Salutation: Dear Governor

You may also wish to sign a petition at:
Petition

ADDITIONAL INFORMATION

On 20 June 2012, the Ohio parole board announced that it had voted 5-3 against recommending the governor to commute John Eley's death sentence. This decision is not binding on the governor. The three board members who voted in favour of clemency did so on the grounds of a combination of factors, including the opposition to the execution of the former officials involved in the case; evidence that without the influence of Melvin Green, who was acquitted in the case, "Eley would not have committed the crime on his own"; if John Eley had testified against Green, the prosecution would not have pursued the death penalty; that whether or not his intellectual disability rises to the level of "mental retardation" that would render his execution unconstitutional, John Eley "is intellectually challenged" and this "may have been a factor in the crime", including being led into it, and in his response to his situation since being arrested (which has included refusing to meet with mental health experts); and that the case is not one of those for which the death penalty is supposedly reserved in the USA.

When a three-judge panel of the US Court of Appeals for the Sixth Circuit upheld John Eley's death sentence in 2010, one of the judges dissented.

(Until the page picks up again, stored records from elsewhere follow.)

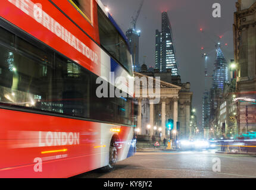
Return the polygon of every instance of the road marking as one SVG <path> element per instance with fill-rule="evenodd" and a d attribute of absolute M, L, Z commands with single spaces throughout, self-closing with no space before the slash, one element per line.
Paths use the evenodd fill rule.
<path fill-rule="evenodd" d="M 157 154 L 179 154 L 180 153 L 136 153 L 135 155 L 157 155 Z"/>
<path fill-rule="evenodd" d="M 116 166 L 116 167 L 120 167 L 118 166 Z M 154 167 L 133 167 L 133 166 L 127 166 L 126 167 L 130 167 L 134 169 L 146 169 L 146 170 L 173 170 L 173 171 L 184 171 L 184 172 L 205 172 L 209 173 L 214 173 L 214 174 L 221 174 L 221 175 L 231 175 L 231 176 L 242 176 L 246 178 L 255 178 L 255 176 L 248 176 L 240 174 L 234 174 L 234 173 L 222 173 L 222 172 L 212 172 L 208 171 L 198 171 L 198 170 L 185 170 L 185 169 L 163 169 L 163 168 L 154 168 Z"/>

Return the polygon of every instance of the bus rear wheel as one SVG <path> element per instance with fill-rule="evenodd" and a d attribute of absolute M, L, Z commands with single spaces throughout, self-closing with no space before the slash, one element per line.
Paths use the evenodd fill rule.
<path fill-rule="evenodd" d="M 117 144 L 115 141 L 112 140 L 110 145 L 108 165 L 101 168 L 101 170 L 104 172 L 110 172 L 112 171 L 117 162 Z"/>

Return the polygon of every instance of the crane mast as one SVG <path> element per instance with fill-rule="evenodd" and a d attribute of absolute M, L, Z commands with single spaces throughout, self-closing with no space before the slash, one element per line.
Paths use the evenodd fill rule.
<path fill-rule="evenodd" d="M 139 8 L 137 11 L 137 14 L 136 15 L 135 18 L 133 18 L 133 17 L 132 17 L 132 21 L 131 23 L 132 23 L 132 26 L 133 26 L 133 29 L 135 29 L 135 30 L 136 29 L 136 24 L 137 23 L 138 18 L 139 18 L 139 14 L 141 13 L 141 9 L 142 8 L 142 5 L 143 5 L 143 2 L 144 2 L 144 0 L 142 0 L 142 1 L 141 3 L 141 5 L 139 5 Z"/>

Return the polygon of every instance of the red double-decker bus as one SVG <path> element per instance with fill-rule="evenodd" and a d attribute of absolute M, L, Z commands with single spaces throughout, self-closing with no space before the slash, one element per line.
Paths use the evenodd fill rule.
<path fill-rule="evenodd" d="M 133 94 L 95 93 L 99 77 L 114 90 L 116 77 L 133 75 L 127 40 L 104 5 L 0 5 L 0 177 L 69 177 L 132 156 Z"/>

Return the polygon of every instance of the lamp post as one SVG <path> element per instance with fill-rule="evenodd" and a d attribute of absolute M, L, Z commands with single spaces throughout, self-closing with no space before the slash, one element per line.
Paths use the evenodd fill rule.
<path fill-rule="evenodd" d="M 149 136 L 149 129 L 151 128 L 151 125 L 150 125 L 149 124 L 146 125 L 146 133 L 148 134 L 148 136 Z"/>

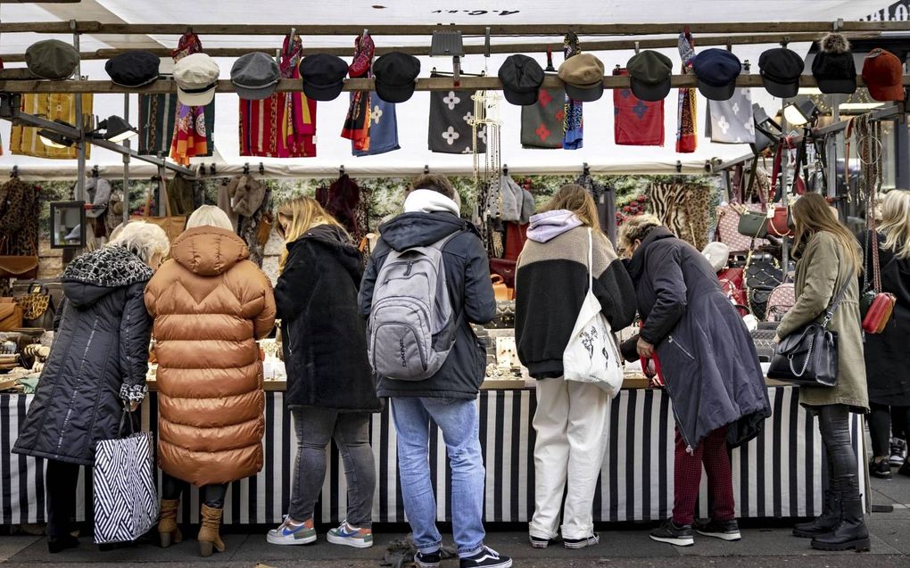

He argued that John Eley's legal representation at trial had been constitutionally defective because of his lawyer's failure to investigate mitigating evidence. The judge argued that there was a reasonable probability that if they had conducted a proper investigation, "the sentencer would have concluded that [Eley] should not have been sentenced to death". As described above, and to the parole board, one of the sentencing judges has indeed now said that he would not have voted for death if he had been presented with the mitigating evidence that has been investigated and presented on appeal.

Ohio has become one of the USA's leading death penalty states, having carried out eight per cent of US executions in the past decade (45 out of 551 since January 2002). This has happened at a time when the country appears to be turning against the death penalty. In 2012, Connecticut became the fourth US state in five years to legislate to abolish capital punishment – after New Jersey (2007), New Mexico (2009) and Illinois (2010) – in addition to the demise of the death penalty in New York State. There has been a two-thirds reduction in annual death sentences in the USA since the mid-1990s, a halving in the annual judicial death toll since 1999, and the removal by the US Supreme Court of children (2005) and people with "mental retardation" (2002) from the reach of the executioner. In 2011, the Oregon governor imposed a moratorium on executions, and some 800,000 citizens in California – the state which accounts for one in five of the USA's death row inmates – have endorsed putting abolition to the popular vote. As a result the choice to repeal the death penalty will be on the ballot for California voters at the general election on 6 November 2012.

In January 2011, Senior Ohio Supreme Court Justice Paul Pfeifer, who when he was a state legislator was a co-author of Ohio's capital statute enacted in 1981, wrote: "I helped craft the law, and I have helped enforce it. From my rather unique perspective, I have come to the conclusion that we are not well served by our ongoing attachment to capital punishment… I ask: do we want our state government – and thus, by extension, all of us – to be in the business of taking lives in what amounts to a death lottery? I can't imagine that's something about which most of us feel comfortable. And, thus, I believe the time has come to abolish the death penalty in Ohio". The Chief Justice of the Ohio Supreme Court has now ordered a task force convened to examine Ohio's capital justice system. The task force consists of judges, prosecutors, defence lawyers, legislators, law professors, and law enforcement officials. It is expected to produce its final report in 2013.

Amnesty International opposes the death penalty in all cases, unconditionally. There have been 1300 executions in the USA since judicial killing resumed there in 1977, including 45 in Ohio. There have been 23 executions so far in 2012, one in Ohio.